Wednesday, August 25, 2021

Stop Writing Criticism!

Stop Writing Criticism!

This website is often mistaken for a blog, but I never think about it that way. To me (and the Oxford dictionary) a ‘blog’ offers personal perspectives on interesting subjects. Criticism – which this platform is dedicated to – offers something neither personal nor ‘interesting’, at least not in any entertaining way. It contributes to the development of critical writing and thinking, in a situation where this is becoming increasingly difficult. Occasionally people fail to understand why that is a problem, and why criticism today is equally necessary and impossible.

Criticism grew up in the 19th century alongside the philosophical strands of positivism and empiricism, as an (I think undeniably) Eurocentric practice that aimed to offer an alternative to the former’s claims to objectivity. Criticism, even when it is authoritative, suggests that there is no one single way to read a play – that assertions do not exist in a space of consensus/dissent, but are ‘contestable’ in argument. Unlike positivism, criticism does not aim to create an understandable and describable reality, but attempts instead to show its contradictions and hidden sides, and ask questions about it. In this, criticism is more like empiricism's continental sister, dialectics, which proposes these contradictions as in-built to the composition of any assertion, and attempts to demonstrate them.

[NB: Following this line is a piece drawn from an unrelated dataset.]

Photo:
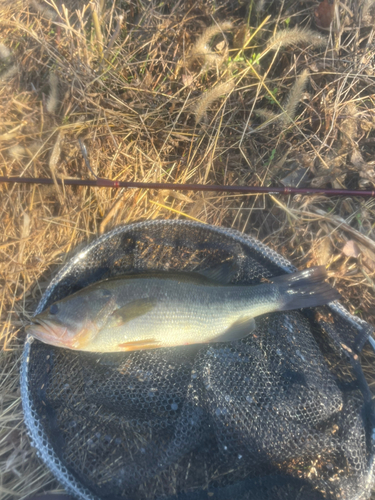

Why is this distinction important? If we look at the phenomenon of ‘cancel culture’ – a term I will use but disagree with – we can see a specific type of dialogue play out: Person A commits an offence, Person B attacks that offence, the mob joins person B and Person A is ‘cancelled’, supposedly a win for the majority. But what is occurring here is only assertion and counter-assertion: there is no ‘contest’ of ideas, there is no argument or examination of any principles, or the difference between them. This becomes more complicated when Person A’s assertion is unambiguously violent – consider a self-identified white supremacist or sexual predator – and in that case, the argument exists that they should be removed from public space (a la the Nuremburg trials). But, inside a critical culture, that would be the case only as an exception.

Criticism is therefore opposed to a generalised cancel culture (even if this is, for me, a ‘straw-man’ idea). I don’t think this is anything to do with protecting a ‘nuanced’ view, to use an idea that is commonly proposed, for example by the open letter circulated in 2020. It is because criticism is exactly the opposite of the situation described above – it is exactly an examination of founding principle, through argument. Why was a work made? Upon what principles was it founded? Are its assertions valid in the context of its presentation (culture)? Exhausted by the perceived contest on the internet, we are becoming worse at asking these necessary questions, and making these demands of ourselves and others.

Thinking about the language of ‘cancel culture’, one identifiable feature is its creation of assumed principles. Maybe you know this from emerging language on the internet: the prevalence of sarcasm and irony, which contain always a silent ‘of course!’ inside a statement, intended to dog whistle to a self-validating audience. This performance of “I’ll just put this here” is undeniably powerful. But it is exactly the language that criticism is designed to un-mask. Criticism and critical thinking carries the objective of examining this gesture: ‘of course!’.